2/06/2020

Blast (1997)

Blast (1997)- * *

Directed by: Albert Pyun

Starring: Linden Ashby, Tim Thomerson, Shannon Elizabeth, Andrew Divoff, and Rutger Hauer









Some terrorist baddies decide to take the swim team hostage at the Atlanta Olympics. Sure. Makes sense. The stereotypical eurotrash baddie this time around is Omodo (Divoff). Needless to say, he has an accent and a team of nefarious helpers, and he’s not afraid to use either one. Foiling their plans is humble janitor Jack Bryant (Ashby). Evidently he was an Olympic Tae Kwon Do champion at some point in the past and he took the janitor job just to be close to the Olympics in some form or fashion. 

While Police Commissioner (that’s all he’s credited as) (Thomerson) is doing his best during this trying hostage situation, seemingly Jack Bryant’s only real help comes in the form of a man named Leo (Hauer), who is wheelchair-bound and has Willie Nelson-esque pigtails.

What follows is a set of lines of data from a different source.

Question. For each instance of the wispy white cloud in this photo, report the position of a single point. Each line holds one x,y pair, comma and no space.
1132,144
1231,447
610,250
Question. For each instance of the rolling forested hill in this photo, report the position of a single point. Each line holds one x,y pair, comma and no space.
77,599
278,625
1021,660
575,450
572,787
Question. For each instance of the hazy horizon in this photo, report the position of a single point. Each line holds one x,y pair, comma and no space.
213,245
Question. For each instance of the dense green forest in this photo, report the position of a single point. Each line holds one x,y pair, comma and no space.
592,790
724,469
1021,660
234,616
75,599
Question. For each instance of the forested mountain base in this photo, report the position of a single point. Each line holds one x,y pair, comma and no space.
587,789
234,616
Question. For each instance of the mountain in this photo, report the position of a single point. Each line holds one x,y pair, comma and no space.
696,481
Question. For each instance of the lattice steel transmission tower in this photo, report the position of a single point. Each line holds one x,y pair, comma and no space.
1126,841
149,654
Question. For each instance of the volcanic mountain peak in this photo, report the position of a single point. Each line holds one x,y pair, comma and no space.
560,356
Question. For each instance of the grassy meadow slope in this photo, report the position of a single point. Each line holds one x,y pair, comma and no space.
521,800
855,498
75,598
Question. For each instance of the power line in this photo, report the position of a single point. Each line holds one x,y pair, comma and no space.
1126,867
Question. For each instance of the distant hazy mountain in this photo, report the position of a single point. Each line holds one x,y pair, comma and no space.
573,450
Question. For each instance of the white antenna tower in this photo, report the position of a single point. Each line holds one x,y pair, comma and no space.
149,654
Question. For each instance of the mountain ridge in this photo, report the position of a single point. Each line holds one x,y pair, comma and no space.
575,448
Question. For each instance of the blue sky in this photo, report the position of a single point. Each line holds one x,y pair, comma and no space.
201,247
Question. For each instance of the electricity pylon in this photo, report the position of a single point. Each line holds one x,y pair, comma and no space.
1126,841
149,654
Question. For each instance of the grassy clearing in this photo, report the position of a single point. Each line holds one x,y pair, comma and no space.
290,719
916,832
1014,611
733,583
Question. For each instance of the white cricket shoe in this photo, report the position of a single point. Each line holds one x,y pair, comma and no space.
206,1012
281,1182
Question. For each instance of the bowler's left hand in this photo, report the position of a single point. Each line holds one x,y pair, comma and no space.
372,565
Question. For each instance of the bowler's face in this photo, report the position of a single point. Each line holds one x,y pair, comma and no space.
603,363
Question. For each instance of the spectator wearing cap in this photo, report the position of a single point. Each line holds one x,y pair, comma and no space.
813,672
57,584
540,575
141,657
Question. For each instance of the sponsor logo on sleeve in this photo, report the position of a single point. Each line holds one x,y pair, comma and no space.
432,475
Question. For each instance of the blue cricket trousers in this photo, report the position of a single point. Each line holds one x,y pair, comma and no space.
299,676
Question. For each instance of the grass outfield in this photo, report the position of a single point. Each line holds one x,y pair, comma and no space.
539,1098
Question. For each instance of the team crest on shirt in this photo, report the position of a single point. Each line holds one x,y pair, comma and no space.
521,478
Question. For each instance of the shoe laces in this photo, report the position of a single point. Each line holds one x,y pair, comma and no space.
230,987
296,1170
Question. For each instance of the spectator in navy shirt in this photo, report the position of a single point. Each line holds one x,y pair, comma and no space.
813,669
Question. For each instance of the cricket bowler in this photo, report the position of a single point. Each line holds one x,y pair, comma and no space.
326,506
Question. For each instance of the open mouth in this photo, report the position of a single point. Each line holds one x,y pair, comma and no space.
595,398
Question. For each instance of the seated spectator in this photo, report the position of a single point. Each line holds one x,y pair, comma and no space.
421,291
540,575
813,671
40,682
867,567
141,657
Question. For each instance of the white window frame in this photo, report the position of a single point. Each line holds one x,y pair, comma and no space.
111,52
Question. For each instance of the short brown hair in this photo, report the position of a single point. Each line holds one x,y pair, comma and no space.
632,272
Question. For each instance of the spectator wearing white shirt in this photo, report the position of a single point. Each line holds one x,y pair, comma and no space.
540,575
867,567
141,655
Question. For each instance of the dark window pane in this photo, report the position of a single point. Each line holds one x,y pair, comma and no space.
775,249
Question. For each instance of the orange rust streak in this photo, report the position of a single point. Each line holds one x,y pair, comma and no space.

Sure. Makes sense. Will Jack Bryant – who doesn’t exactly give Jack Wild a run for his money – defeat the baddies and save the swim team? Will watching this movie be a total BLAST? Or…not so much? Dare you find out?




Okay, we knew going in that this was an Albert Pyun-directed Die Hard knockoff. Our prospects were looking dim, but we decided to forge ahead anyway – as they say, “expect the worst but pray for the best”. Or something like that. We’d love to say that we were pleasantly surprised, but we simply weren’t. Blast is a dull, bland, uninspired and mediocre run-through of clichés. Pyun seems to have a reverse Midas touch – he always manages to take any material he works with and make it dour and gray.



We’ll try and stay positive. The cast is good, which is one reason we decided to throw (well-deserved) caution to the wind and plunge headlong back into Pyun-land in the first place. We appreciated the presence of fan favorite Divoff, but he’s better in Ballistica. Of course we love Rutger Hauer, but it’s necessarily a sit-down role, and not much of one at that. It’s pretty much the same for Tim Thomerson. Our…hero…Linden Ashby is like Matthew McConaughey but without any personality or life. The swim team girls resemble Julia Louis-Dreyfus, Selma Blair, and Shannon Elizabeth. Upon further inspection, we found that one of them is Shannon Elizabeth. 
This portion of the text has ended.